A: The Eyre Affair is a literary detective thriller with romantic overtones, mad inventor uncles, aunts trapped in Wordsworth poems, global multinationals, scheming evildoers, an excursion inside the novel of Jane Eyre, dodos, knight-errant-time-travelling fathers and the answer to the eternal question: "Who really wrote Shakespeare's plays?"

According to Wikipedia: "Fforde's books are noted for their profusion of literary allusions and word play, tightly scripted plots, and playfulness with the conventions of traditional genres. His works usually contain various elements of metafiction, parody, and fantasy." And according Jasper himself from his website--the books include "an odd mix of Fantasy, Crime and Sci-fi. There's romance, too, and literary stuff, and satire, and .. well, you name it."

I couldn't describe his books any better than that, and I recommend that you pick up either The Eyre Affair, Shades of Grey or The Big Over Easy (the three first books of three different series) and let me know what you think. :)

So, we ventured down to the Kansas City Library near the plaza to hear Jasper Fforde speak about his books, his writing process, his inspiration, and whatever else happened to come up throughout the two hours. It was pretty awesome. Mr. Fforde is articulate and very funny.

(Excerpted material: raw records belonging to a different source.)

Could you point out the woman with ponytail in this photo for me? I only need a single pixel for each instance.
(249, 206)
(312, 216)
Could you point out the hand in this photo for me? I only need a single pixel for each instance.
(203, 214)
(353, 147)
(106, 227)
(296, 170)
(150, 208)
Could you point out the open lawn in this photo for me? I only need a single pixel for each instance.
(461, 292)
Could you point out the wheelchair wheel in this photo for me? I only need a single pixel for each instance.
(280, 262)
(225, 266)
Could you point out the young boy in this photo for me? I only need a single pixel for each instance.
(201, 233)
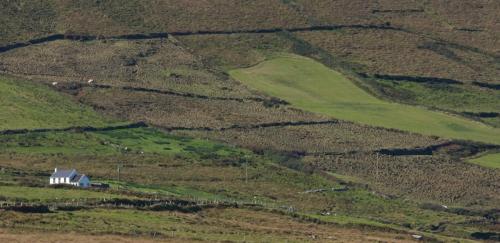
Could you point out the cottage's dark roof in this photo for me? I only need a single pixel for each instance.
(62, 173)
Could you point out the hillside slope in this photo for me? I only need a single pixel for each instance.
(207, 126)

Just from hearing him speak, one can surmise that his writing is original, witty, and creative.

Toward the beginning of the talk, Jasper mentioned what he calls "The Narrative Dare." Michelle and I were both intrigued by that phrase. I'm not sure I can really do it justice to explain what he was talking about, but essentially, he thinks up circumstances (or dares) that he has to write his way out of or find a solution. The Narrative Dare (or a number of them) is what drives all of Mr. Fforde's books. One narrative dare that he created became the main plot point in The Eyre Affair--Jane Eyre is kidnapped from the pages of her book...

Anyway, it was a very exciting evening for me--and Jasper Fforde met or exceeded all of my expectations. It was also pretty cool to share this experience with Michelle-who hasn't read any of Fforde's books, but has agreed to appease me and do so as soon as she has the opportunity. Getting my books signed was awesome. I hope to be able to meet Mr. Fforde again someday, perhaps I might even be able to attend the Fforde Ffiesta one day.

For now, however, I am going to settle in and get busy reading. I have my newly signed copy of One of Our Thursdays is Missing right here on my coffee table.

Oh, and thanks to the folks at the KC Library for hosting a great event. The library is a pretty cool place. I especially liked the circle of books--perhaps Michelle is entering Fforde's "prose portal" and will get sucked into the book-world to become a member of Jurisfiction. Which novel would you choose to enter if you had the skills and talents of Thursday Next?